ULTIME DA TIM - ENTRO FINE ANNO ELLIOTT VUOLE USCIRE CON PLUSVALENZA E IL COMPITO DEL PRESIDENTE FULVIO CONTI SARÀ QUELLO DI MEDIARE CON LA CDP LA CESSIONE DELLA RETE (IL TITOLO SALE IL FONDO USA VENDE), PER FONDERLA CON OPEN FIBER - LATO SCONFITTI: I PIANI DI BOLLORÉ E LE FERITE DI BERNABÉ, RIMASTO FERMO AL PATTO DEL NAZARENO…
DAGONEWS
Ultime da Tim. Il fondo Elliott ha definito i target price per l’uscita, che vorrebbe realizzare nell’arco di 6-12 mesi. Sarà un’operazione graduale, a seconda delle plusvalenze sui singoli pacchetti di azioni: quelle comprate a 0,60 andranno vendute almeno a 0,80, quelle a 0,9 almeno a 1,05, e così via.
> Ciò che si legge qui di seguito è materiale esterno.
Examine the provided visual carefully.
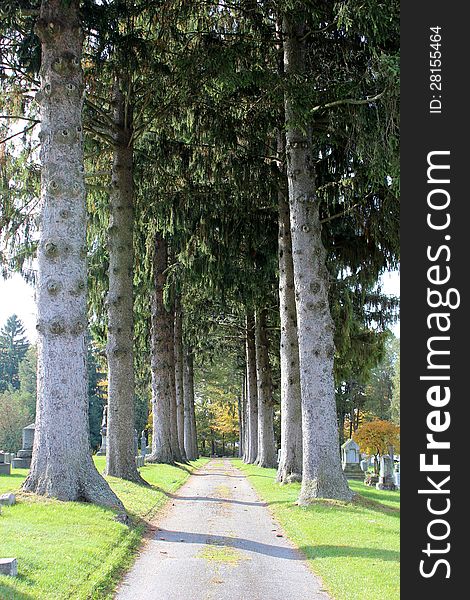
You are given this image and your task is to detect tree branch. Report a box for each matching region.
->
[0,122,37,144]
[310,92,385,112]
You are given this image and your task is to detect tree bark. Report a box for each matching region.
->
[256,309,277,469]
[175,299,186,460]
[169,308,182,462]
[23,0,123,509]
[183,349,198,460]
[147,233,174,464]
[284,14,353,504]
[234,383,245,458]
[277,186,302,483]
[243,370,250,463]
[106,79,143,482]
[246,311,258,463]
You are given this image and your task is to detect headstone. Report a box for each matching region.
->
[394,457,400,489]
[0,558,18,577]
[96,405,108,456]
[0,452,11,475]
[375,454,396,491]
[341,439,364,481]
[11,423,36,469]
[0,494,16,506]
[140,431,147,460]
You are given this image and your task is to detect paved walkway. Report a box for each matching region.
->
[115,459,329,600]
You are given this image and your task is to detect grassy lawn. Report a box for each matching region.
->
[0,456,207,600]
[233,459,400,600]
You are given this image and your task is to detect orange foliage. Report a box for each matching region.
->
[353,420,400,456]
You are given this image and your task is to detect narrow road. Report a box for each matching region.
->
[115,459,329,600]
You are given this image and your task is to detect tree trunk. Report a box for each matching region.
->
[284,14,353,504]
[23,0,123,509]
[168,309,182,462]
[147,233,174,464]
[234,383,245,458]
[256,309,277,469]
[183,349,198,460]
[175,299,186,460]
[106,79,143,482]
[277,179,302,483]
[243,368,250,463]
[246,312,258,463]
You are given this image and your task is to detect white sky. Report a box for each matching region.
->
[0,273,36,343]
[0,271,400,343]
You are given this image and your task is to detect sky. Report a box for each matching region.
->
[0,271,400,343]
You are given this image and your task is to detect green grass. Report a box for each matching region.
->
[233,459,400,600]
[0,457,207,600]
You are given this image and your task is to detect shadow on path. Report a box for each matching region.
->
[154,529,304,560]
[168,494,268,506]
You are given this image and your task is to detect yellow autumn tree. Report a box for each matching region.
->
[353,419,400,468]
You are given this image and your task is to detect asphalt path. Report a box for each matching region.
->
[115,459,330,600]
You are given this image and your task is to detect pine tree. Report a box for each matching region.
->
[0,315,29,392]
[23,0,123,509]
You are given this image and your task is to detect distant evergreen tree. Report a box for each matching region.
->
[0,315,29,392]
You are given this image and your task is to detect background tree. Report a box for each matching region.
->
[0,315,29,392]
[354,419,400,472]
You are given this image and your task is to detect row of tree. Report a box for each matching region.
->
[2,0,399,505]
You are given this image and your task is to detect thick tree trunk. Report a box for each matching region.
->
[246,312,258,463]
[175,300,186,460]
[284,15,353,504]
[147,234,174,464]
[234,384,245,458]
[243,370,250,463]
[277,191,302,483]
[23,0,123,509]
[169,310,182,462]
[183,349,198,460]
[106,80,143,481]
[256,310,277,469]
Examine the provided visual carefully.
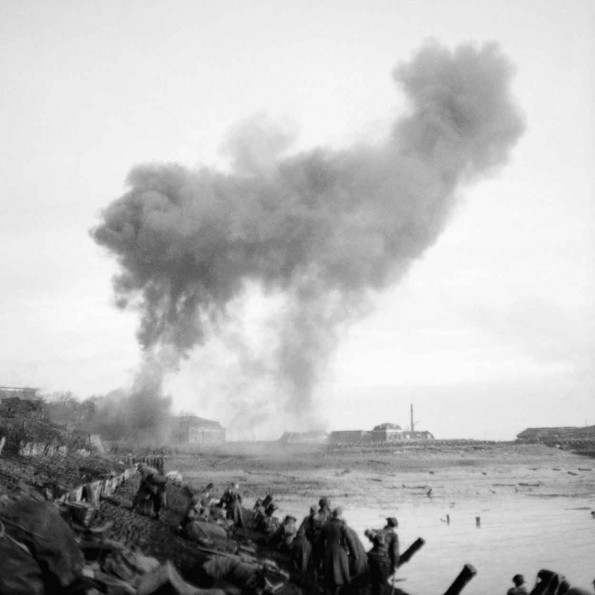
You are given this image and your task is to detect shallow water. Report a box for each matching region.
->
[280,494,595,595]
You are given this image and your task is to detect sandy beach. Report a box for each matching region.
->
[168,442,595,595]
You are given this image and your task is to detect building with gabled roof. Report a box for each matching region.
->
[173,415,225,444]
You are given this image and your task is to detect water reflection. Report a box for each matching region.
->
[281,496,595,595]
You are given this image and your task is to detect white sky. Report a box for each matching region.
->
[0,0,595,439]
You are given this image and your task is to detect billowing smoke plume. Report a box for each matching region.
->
[92,43,523,434]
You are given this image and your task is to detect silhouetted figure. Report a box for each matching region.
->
[368,532,393,595]
[220,483,244,528]
[320,508,353,594]
[506,574,527,595]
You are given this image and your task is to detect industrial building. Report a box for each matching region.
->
[174,415,225,444]
[328,405,434,444]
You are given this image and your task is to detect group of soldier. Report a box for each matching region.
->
[255,498,399,595]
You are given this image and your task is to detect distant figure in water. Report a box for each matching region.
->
[220,483,244,528]
[368,532,393,595]
[382,517,399,572]
[319,508,353,595]
[506,574,527,595]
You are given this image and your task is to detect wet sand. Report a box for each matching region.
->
[168,443,595,595]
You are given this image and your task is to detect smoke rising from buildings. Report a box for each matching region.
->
[91,43,524,434]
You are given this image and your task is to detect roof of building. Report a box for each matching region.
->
[372,423,402,432]
[177,415,223,430]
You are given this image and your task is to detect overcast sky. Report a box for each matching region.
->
[0,0,595,439]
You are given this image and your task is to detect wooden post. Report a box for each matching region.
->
[397,537,426,568]
[444,564,477,595]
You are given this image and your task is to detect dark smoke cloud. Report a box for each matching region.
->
[94,354,172,444]
[92,43,524,428]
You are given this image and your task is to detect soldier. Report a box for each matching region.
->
[506,574,527,595]
[319,508,353,595]
[268,514,297,552]
[368,532,393,595]
[382,517,399,572]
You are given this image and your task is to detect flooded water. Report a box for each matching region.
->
[283,495,595,595]
[178,444,595,595]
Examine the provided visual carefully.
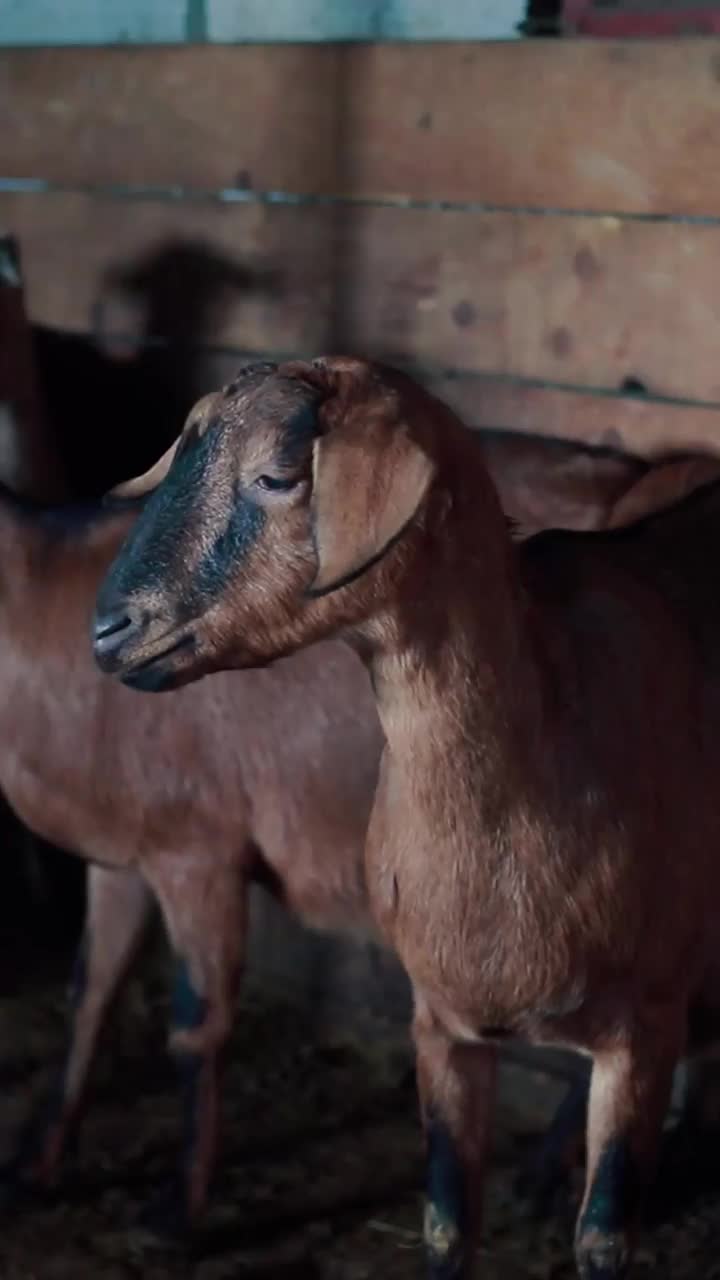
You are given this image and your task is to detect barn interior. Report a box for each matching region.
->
[0,0,720,1280]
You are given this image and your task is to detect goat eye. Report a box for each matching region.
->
[255,476,299,493]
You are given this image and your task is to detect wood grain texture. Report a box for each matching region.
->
[0,186,720,402]
[0,40,720,215]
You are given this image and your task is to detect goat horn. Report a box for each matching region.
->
[108,435,179,500]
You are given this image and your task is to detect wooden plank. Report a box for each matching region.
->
[130,349,720,460]
[0,43,720,215]
[7,186,720,402]
[427,378,720,458]
[0,0,525,46]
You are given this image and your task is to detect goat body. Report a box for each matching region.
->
[0,495,382,1216]
[95,358,720,1280]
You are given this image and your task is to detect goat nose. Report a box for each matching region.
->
[92,609,137,658]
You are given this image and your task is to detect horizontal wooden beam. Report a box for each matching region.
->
[0,43,720,216]
[0,0,525,46]
[7,185,720,402]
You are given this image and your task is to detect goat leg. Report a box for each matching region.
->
[414,1001,496,1280]
[4,865,151,1190]
[143,858,247,1234]
[575,1011,684,1280]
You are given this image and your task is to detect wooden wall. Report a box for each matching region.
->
[0,40,720,453]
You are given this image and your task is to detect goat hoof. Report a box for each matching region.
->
[140,1178,192,1242]
[575,1235,629,1280]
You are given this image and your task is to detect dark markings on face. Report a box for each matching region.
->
[578,1137,639,1239]
[193,488,265,600]
[225,360,278,399]
[99,424,218,609]
[278,397,320,471]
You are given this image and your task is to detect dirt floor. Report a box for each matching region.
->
[0,931,720,1280]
Il momento dell’uscita dipende dall’operazione principale dei prossimi mesi, ovvero la separazione della rete. Il presidente Fulvio Conti (ex Enel) è stato scelto proprio per questo: mediare con la Cassa depositi e prestiti la vendita della Rete (il titolo sakirebbe e il fondo Usa venderebbe con plusvalenza la sua quota).
Conflitto di interessi: CDP è allo stesso tempo azionista Tim e principale rivale con la sua partecipata Open Fiber, dove Enel è l’azionista più importante. Sarà ovviamente Cdp a doversi far carico della rete, fondendola poi con Open Fiber e inserendola nella stessa società che già controlla le reti del gas e dell’elettricità.
A quale prezzo Tim riuscirà a massimizzare con l’infrastruttura? Questo è il grande arcano. L’amministratore delegato Amos Genish e i suoi collaboratori hanno tempo fino alla fine dell’anno per capire come venderla e a che prezzo.
Bolloré e Vivendi si stanno leccando le ferite e anche loro stanno prendendo tempo: i 4 miliardi investiti in Tim vanno recuperati, in tutto o in massima parte, e pure lui osserverà con molta attenzione i corsi borsistici del titolo: semmai tornerà sui livelli redditizi, potrebbe rapidamente mollare la compagnia telefonica.
In tal caso, il bretone sarebbe tentato di smobilitare tutte le sue attività italiane, da Mediaset a Mediobanca: da queste parti gli restano pochi amici e pochissime coperture politiche, e si è stufato di prendere schiaffi, spendere milioni in avvocati e vedere i suoi asset minacciati da authority e politici ostili.
L’altro sconfitto, Franco Bernabè, era rimasto fermo al patto del Nazareno. In grande spolvero quando faceva da tramite tra Renzi e Gianni Letta, con la sconfitta di Pd e Forza Italia alle elezioni del 4 marzo ha visto le sue quotazioni deteriorarsi in poche settimane.